Le Capital/Au citoyen Maurice Le Châtre
Au citoyen Maurice La Châtre
Cher citoyen,
J’applaudis à votre idée de publier la traduction de « Das Kapital » en livraisons périodiques. Sous cette forme l’ouvrage sera plus accessible à la classe ouvrière et pour moi cette considération l’emporte sur toute autre.
Voilà le beau côté de votre médaille, mais en voici le revers : La méthode d’analyse que j’ai employée et qui n’avait pas encore été appliquée aux sujets économiques, rend assez ardue la lecture des premiers chapitres, et il est à craindre que le public français toujours impatient de conclure, avide de connaître le rapport des principes généraux avec les questions immédiates qui le passionnent, ne se rebute parce qu’il n’aura pu tout d’abord passer outre.

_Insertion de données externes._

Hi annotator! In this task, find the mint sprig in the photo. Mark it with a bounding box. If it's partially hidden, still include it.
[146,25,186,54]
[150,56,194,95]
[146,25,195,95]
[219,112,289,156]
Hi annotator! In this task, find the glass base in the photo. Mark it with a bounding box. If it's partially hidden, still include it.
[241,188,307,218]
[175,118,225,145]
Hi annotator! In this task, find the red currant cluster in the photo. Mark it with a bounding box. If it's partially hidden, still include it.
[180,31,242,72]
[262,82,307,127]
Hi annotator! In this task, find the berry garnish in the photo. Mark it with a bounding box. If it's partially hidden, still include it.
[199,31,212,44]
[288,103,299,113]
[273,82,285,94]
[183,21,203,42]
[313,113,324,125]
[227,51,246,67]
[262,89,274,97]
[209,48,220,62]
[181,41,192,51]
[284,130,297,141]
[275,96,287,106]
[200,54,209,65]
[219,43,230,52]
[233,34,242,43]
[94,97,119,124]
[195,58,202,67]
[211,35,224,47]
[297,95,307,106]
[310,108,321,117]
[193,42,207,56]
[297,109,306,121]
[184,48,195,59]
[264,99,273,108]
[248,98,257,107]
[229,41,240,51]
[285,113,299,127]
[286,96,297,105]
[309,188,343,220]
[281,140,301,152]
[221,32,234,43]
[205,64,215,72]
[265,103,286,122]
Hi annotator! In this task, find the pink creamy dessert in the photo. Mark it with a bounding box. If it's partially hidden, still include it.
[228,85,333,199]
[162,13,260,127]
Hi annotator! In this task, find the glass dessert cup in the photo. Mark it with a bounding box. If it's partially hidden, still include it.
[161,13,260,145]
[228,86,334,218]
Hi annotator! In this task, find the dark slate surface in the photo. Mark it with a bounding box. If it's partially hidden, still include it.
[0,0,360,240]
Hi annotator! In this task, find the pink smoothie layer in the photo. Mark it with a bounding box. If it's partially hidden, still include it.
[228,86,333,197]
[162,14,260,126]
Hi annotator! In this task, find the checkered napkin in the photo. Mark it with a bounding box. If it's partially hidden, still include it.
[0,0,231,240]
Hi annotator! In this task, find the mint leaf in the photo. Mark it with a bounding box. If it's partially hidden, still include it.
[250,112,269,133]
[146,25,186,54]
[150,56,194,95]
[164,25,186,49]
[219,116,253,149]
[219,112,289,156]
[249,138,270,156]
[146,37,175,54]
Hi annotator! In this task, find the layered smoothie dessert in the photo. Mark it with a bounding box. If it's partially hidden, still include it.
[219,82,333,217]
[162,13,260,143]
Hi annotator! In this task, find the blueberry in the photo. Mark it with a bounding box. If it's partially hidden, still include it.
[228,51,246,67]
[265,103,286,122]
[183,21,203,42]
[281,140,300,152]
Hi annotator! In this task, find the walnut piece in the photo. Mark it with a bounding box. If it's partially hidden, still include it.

C’est là un désavantage contre lequel je ne puis rien si ce n’est toutefois prévenir et prémunir les lecteurs soucieux de vérité. Il n’y a pas de route royale pour la science et ceux-là seulement ont chance d’arriver à ses sommets lumineux qui ne craignent pas de se fatiguer à gravir ses sentiers escarpés.
Recevez, cher citoyen, l’assurance de mes sentiments dévoués.